Whiteoak Canyon & Cedar Run Falls Loop

  • Highlights: Waterfalls, mountains, Shenandoah National Park, stream crossings
  • Distance:  7.3 mile loop (many sources, including our GPS, show this hike to be about 9 miles)
  • Elevation change: 2,743 feet
  • Difficulty level: Very Strenuous
  • Trailhead Parking: Boundary Trailhead on route 600 near Syria (see link below) or Skyline Drive mile 45.6
  • Website: National Park Service
  • Beer Pairings: Cape Charles Brewing Company, Assateague Island IPA & Ole Reliable lager

The Hike:

This is another classic Virginia hike. It has eight waterfalls and many fantastic views. However, it is a very strenuous hike. The National Park Service officially lists the distance as 7.3 miles. Many hikers, including us, have reported a distance closer to 9 miles when measured with a hiking app. The elevation gain is over 2,700 feet. This is not a hike for unprepared hikers. There are shorter section hikes and the park website above describes these options.

There are multiple trailheads for this hike: several inside the park on Skyline Drive and a Boundary trailhead near Syria. Both options require an entry fee or park pass. If you begin the hike from Skyline Drive at the Hawksbill Gap parking area you descend to the bottom of the canyon and then climb back to the top. Starting at the Boundary trailhead begins at the bottom of the canyon with a steep climb to the top and then a return descent. Either way, hikers have a very steep uphill and a very steep downhill.

We began this hike from the Boundary parking on a weekend in September. We were in the parking area by 7:30am and we were surprised how many cars were already here. This is a very popular hike and while both parking areas are large, they do reach capacity later in the day, especially on weekends. The first decision to make is which direction to begin this loop trail. The Cedar Canyon side is a bit steeper and has stone stairs in many sections. We elected to go in a counterclockwise direction beginning with the slightly less steep Whiteoak side. Our knees wished we had gone the other direction as steep downhills are a bit painful.

This hike is very well marked with blue blazes and you will not be alone so navigation its pretty simple. The Whiteoak Canyon Trail has six waterfalls ranging from 35’ to 86’ high. Some of the falls are partially obscured from the trail.
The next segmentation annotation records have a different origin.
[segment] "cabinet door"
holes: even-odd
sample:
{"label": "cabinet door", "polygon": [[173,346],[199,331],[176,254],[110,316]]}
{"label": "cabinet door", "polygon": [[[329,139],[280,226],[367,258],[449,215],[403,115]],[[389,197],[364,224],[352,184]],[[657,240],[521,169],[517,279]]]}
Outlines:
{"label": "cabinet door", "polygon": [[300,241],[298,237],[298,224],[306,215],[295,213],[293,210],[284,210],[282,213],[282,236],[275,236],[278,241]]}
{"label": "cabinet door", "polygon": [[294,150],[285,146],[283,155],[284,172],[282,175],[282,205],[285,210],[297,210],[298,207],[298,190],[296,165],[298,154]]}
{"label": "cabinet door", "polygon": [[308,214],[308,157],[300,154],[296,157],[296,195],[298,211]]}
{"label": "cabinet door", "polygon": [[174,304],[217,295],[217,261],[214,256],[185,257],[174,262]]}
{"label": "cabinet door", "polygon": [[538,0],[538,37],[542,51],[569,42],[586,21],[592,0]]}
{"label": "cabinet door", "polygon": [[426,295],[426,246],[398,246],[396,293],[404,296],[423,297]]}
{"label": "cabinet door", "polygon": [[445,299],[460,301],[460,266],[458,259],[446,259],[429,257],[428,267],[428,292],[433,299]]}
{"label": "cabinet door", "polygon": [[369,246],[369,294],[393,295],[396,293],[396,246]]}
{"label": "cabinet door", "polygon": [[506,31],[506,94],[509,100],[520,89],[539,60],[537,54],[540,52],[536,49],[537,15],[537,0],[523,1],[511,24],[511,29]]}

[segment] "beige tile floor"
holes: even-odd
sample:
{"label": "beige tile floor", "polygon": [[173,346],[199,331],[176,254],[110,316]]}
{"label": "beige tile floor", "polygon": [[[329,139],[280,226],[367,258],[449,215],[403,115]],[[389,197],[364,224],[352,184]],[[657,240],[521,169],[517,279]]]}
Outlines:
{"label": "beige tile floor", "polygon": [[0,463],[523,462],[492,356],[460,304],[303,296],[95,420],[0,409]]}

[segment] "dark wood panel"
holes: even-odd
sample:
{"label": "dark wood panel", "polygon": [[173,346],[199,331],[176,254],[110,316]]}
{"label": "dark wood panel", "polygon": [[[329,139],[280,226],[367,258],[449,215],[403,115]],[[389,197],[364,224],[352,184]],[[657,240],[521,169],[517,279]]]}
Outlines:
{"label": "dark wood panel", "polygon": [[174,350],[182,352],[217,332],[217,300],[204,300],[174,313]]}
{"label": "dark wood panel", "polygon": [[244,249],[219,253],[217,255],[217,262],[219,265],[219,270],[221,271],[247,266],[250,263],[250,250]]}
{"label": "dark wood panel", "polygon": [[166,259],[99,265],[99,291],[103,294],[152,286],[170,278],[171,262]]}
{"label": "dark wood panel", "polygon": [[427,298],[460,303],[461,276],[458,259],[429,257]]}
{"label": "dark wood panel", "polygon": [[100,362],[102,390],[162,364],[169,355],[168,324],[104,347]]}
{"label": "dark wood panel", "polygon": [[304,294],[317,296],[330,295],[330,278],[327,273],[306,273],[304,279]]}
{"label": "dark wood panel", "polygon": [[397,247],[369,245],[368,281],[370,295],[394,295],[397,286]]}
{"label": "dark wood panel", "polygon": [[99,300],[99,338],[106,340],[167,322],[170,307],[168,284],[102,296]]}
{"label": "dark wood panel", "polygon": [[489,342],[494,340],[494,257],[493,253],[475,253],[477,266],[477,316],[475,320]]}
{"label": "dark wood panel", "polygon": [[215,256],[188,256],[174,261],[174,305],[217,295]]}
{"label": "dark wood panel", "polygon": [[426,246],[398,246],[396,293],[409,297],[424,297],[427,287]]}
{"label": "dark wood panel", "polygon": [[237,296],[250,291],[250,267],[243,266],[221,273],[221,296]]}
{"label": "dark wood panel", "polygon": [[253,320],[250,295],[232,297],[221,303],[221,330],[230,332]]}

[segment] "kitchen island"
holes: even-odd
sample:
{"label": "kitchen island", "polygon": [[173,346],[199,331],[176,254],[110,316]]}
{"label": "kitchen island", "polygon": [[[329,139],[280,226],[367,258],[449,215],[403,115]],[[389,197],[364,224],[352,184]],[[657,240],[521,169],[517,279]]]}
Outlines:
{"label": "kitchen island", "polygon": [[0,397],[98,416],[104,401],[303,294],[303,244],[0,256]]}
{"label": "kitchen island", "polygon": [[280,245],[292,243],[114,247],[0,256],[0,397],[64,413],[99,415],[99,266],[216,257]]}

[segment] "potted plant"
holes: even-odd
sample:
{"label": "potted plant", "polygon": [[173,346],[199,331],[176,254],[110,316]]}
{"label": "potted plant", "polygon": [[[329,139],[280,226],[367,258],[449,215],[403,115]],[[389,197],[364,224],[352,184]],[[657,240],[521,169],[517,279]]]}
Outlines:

Even though this hike is steep in some places, there are many great viewpoints where you can rest and enjoy your surroundings. Numerous switchbacks and stairs help with the climb. The largest (and possibly most scenic/famous) waterfall is Upper Whiteoak Falls, which is the sixth and final falls on this side of the canyon. There is a shorter and less strenuous trail from the Skyland area (mile 42.6) and some people attempt to descend further down the canyon, hence the warning signs posted here.

Just past Upper Whiteoak falls, the trail crosses a stream and joins the yellow-blazed Whiteoak Canyon Fire Road on the left. The fire road is also a horse trail and while the trail still climbs, it is a much more gradual ascent than the canyon trail. In 1.6 miles the fire road will veer to the right. Stay left on the yellow-blazed trail and reach the Hawksbill Gap parking area. Take a left on the blue-blazed cedar Run trail. There are two waterfalls and several stream crossings on this side. The trail has several switchbacks and many stone steps. 

The trail begins to level out near the valley floor and the Whiteoak-Cedar Run Link Trail appears on the left. Stay straight on the Cedar Run trail to return to your vehicle. After this great hike its time for a beer.

Hike Photos:

Click on an image below for an enlarged view.

Beer Pairing:

A great hike like this one deserves a great beer. There are several good breweries nearby. We have visited Hopkins Ordinary, Bald Top Brewing, and Shotwell Run Brewing after other hikes and they are great options. However, on this hike, we had sandwiches and some great beer on ice in the cooler and the beautiful early fall weather was just right for a post-hike picnic.

Our good friend Mark introduced us to Cape Charles Brewing located on Virginia’s Eastern Shore. It may seem odd to pair a Shenandoah hike with an Eastern Shore beer; however, there is a connection. Mark was born and raised near Whiteoak Canyon in Washington, Virginia and he knows a good beer when he finds one. Cape Charles makes some great beer.

Assateague Island IPA is a New England style IPA brewed with Citra and Mosaic hops. It is unfiltered and doesn’t have the bitterness of some overly hopped IPAs. Ole Reliable is a Helles style Lager with a crisp, clean taste and it is a perfect sippin’ beer for a hot day or after a hot hike. Virginia’s Eastern Shore is a bit far to drive for a post hike beer. We suggest picking up a few cans of Cape Charles beer and keeping them cold in the cooler to enjoy after your hike.

Hike and drink responsibly. Never drink and drive. Stay safe and be responsible.